Imagine it's June, and your feed is an endless sea of black squares. Your favorite burger joint, mattress brand, and cousin Chad are all "taking a stand". But two weeks later? Radio silence. What happened?
Good ol’ performative activism.
What Is Performative Activism?
Performative activism is when someone appears to support a cause for social brownie points rather than because they genuinely care. It's activism for the camera. It's signaling "I'm one of the good ones!" without actually engaging in the messy, uncomfortable work real change requires.
Coined in modern usage by scholars analyzing social media behavior, performative activism skyrocketed during the Black Lives Matter protests of 2020. It’s been around way before Instagram, however.
How It Shows Up
Social media virtue signaling: Posting a hashtag or infographic, but not changing behaviors offline.
Corporate bandwagoning: Companies tweeting support for Pride Month while funding anti-LGBTQ+ politicians.
Celebrity PSA’s: (Looking at you, "Imagine" video.)
One-off donations: Dropping a few dollars, making sure everyone knows about it, and never engaging again.
Historical Examples
1960s Civil Rights Movement: Politicians often "supported" civil rights in speeches but dragged their feet (or actively blocked) real policy change.
Environmental "greenwashing": Since the 1980s, major corporations have publicized eco-friendly initiatives while simultaneously committing ecological crimes in the background.
Pinkwashing during the Iraq War: U.S. marketing highlighted women's liberation under American occupation as a justification for war, masking the broader destructive impact.
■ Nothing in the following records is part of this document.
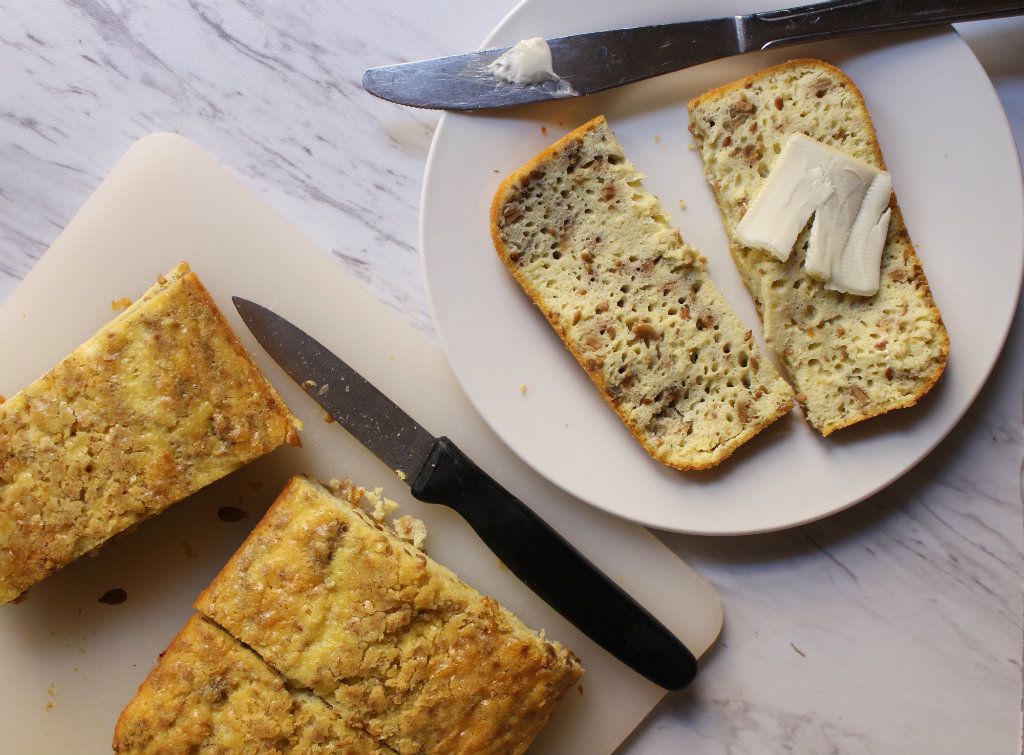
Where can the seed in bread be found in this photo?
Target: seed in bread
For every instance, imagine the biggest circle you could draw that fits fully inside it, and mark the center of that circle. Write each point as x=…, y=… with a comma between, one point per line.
x=633, y=302
x=850, y=358
x=160, y=403
x=210, y=694
x=400, y=646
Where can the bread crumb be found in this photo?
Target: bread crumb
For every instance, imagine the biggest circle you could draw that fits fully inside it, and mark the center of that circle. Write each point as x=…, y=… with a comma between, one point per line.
x=381, y=506
x=411, y=530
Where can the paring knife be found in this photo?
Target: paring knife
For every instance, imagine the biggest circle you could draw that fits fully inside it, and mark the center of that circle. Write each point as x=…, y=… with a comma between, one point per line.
x=592, y=63
x=438, y=472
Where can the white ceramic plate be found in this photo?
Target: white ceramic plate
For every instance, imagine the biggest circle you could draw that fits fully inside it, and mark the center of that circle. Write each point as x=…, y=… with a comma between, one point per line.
x=955, y=172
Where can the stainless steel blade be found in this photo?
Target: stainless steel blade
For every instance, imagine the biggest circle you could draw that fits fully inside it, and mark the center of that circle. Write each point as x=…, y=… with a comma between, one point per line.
x=373, y=418
x=590, y=63
x=593, y=63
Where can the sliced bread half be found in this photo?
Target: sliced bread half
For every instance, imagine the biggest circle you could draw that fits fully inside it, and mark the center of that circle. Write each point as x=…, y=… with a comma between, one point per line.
x=633, y=301
x=851, y=358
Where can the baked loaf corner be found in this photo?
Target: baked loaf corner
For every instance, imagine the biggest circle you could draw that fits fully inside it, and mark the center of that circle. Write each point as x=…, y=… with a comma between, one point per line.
x=850, y=358
x=209, y=693
x=396, y=643
x=633, y=301
x=159, y=403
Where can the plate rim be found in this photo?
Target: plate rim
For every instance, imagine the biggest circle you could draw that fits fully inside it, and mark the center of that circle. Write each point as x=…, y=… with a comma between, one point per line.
x=955, y=418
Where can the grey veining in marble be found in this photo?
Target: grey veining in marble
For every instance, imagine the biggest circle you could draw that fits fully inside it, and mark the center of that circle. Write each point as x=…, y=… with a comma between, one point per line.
x=893, y=627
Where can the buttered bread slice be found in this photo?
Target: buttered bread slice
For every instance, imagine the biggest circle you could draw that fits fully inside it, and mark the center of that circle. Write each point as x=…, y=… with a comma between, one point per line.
x=633, y=301
x=160, y=403
x=851, y=358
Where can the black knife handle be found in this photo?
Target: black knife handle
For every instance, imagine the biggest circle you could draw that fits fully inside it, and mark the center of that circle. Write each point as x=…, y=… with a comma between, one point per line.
x=553, y=569
x=846, y=17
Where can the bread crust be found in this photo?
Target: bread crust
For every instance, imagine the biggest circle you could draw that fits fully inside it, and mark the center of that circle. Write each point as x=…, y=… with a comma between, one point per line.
x=896, y=221
x=335, y=601
x=161, y=402
x=502, y=196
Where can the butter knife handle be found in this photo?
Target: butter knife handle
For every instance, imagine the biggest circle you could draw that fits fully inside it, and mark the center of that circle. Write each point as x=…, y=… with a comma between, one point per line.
x=846, y=17
x=554, y=569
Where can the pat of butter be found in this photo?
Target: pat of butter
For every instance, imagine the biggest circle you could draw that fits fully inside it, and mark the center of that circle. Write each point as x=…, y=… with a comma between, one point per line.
x=849, y=200
x=528, y=61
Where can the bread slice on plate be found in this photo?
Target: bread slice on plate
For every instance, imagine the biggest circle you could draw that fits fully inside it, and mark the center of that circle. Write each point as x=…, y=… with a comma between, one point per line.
x=160, y=403
x=850, y=358
x=396, y=643
x=634, y=302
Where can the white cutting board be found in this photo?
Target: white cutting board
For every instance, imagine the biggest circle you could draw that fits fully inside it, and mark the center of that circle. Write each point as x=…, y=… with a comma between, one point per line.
x=70, y=663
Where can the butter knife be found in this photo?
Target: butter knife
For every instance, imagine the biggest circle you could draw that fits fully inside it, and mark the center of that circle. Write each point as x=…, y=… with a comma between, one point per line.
x=593, y=63
x=438, y=471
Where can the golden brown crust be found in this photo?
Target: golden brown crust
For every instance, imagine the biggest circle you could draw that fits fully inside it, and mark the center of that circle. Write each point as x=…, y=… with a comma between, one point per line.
x=261, y=385
x=897, y=229
x=160, y=403
x=208, y=693
x=502, y=197
x=400, y=646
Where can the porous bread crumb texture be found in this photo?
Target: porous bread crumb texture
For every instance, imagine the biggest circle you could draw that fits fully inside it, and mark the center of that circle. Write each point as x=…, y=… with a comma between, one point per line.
x=634, y=302
x=160, y=403
x=850, y=358
x=401, y=647
x=210, y=694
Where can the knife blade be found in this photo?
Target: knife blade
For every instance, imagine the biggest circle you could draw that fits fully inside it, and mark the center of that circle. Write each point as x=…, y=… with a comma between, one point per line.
x=438, y=471
x=593, y=63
Why Performative Activism Happens (aka: “The Psychology of Why Humans Are Weird”)
1. Social Identity Theory: Humans want to belong to groups they feel good about. Supporting popular causes = higher status.
2. Moral Licensing: After performing a "good" act, people feel licensed to behave badly elsewhere ("I posted #BLM so it's okay if I ignore systemic racism at work").
3. Low-cost signaling: It's easy. A post takes five seconds; organizing, voting, or changing your habits? Way harder.
4. Dopamine Hits: A 2020 study in Nature Communications found that online likes trigger reward centers in the brain. Activism that nets praise? Literal brain candy.
The Collateral Damage
Performative activism isn't just harmless noise; it actively hurts.
Compassion fatigue: When activism feels endless and hollow, people emotionally burn out faster. According to a 2018 study in Clinical Psychological Science, repeated exposure to overwhelming social issues without a sense of efficacy leads to numbness and withdrawal.
Mistrust: When activists are seen as performative, it delegitimizes real grassroots efforts. (Thanks, Pepsi ad with Kendall Jenner.)
Stagnation: Real structural change gets lost in a sea of "awareness" without action. Awareness is step one, but if you never take step two... well, you just stood up and sat back down.
So What Do We Do Instead?
Reflect before posting: Is this helping, or am I self-soothing?
Take offline action: Vote, volunteer, donate thoughtfully.
Center marginalized voices: Support activists already doing the work.
Accept discomfort: True activism often feels bad because it forces growth.
In a world screaming for justice, maybe what we need isn't a louder megaphone. Maybe we need quieter, steadier hands—-the kind that are too busy doing the work to worry about applause.
Because history remembers the builders.
Sources:
Crockett, M. J. (2017). Moral outrage in the digital age. Nature Human Behaviour.
Pfattheicher, S., Sassenrath, C., & Schindler, S. (2021). The Downside of Frequent Exposure to Collective Victimization: Compassion Fatigue and Reduced Helping Intentions. Clinical Psychological Science.
Tajfel, H., & Turner, J. C. (1979). An integrative theory of intergroup conflict. The Social Psychology of Intergroup Relations.
"The Psychology of Virtue Signaling," The Atlantic, June 2020.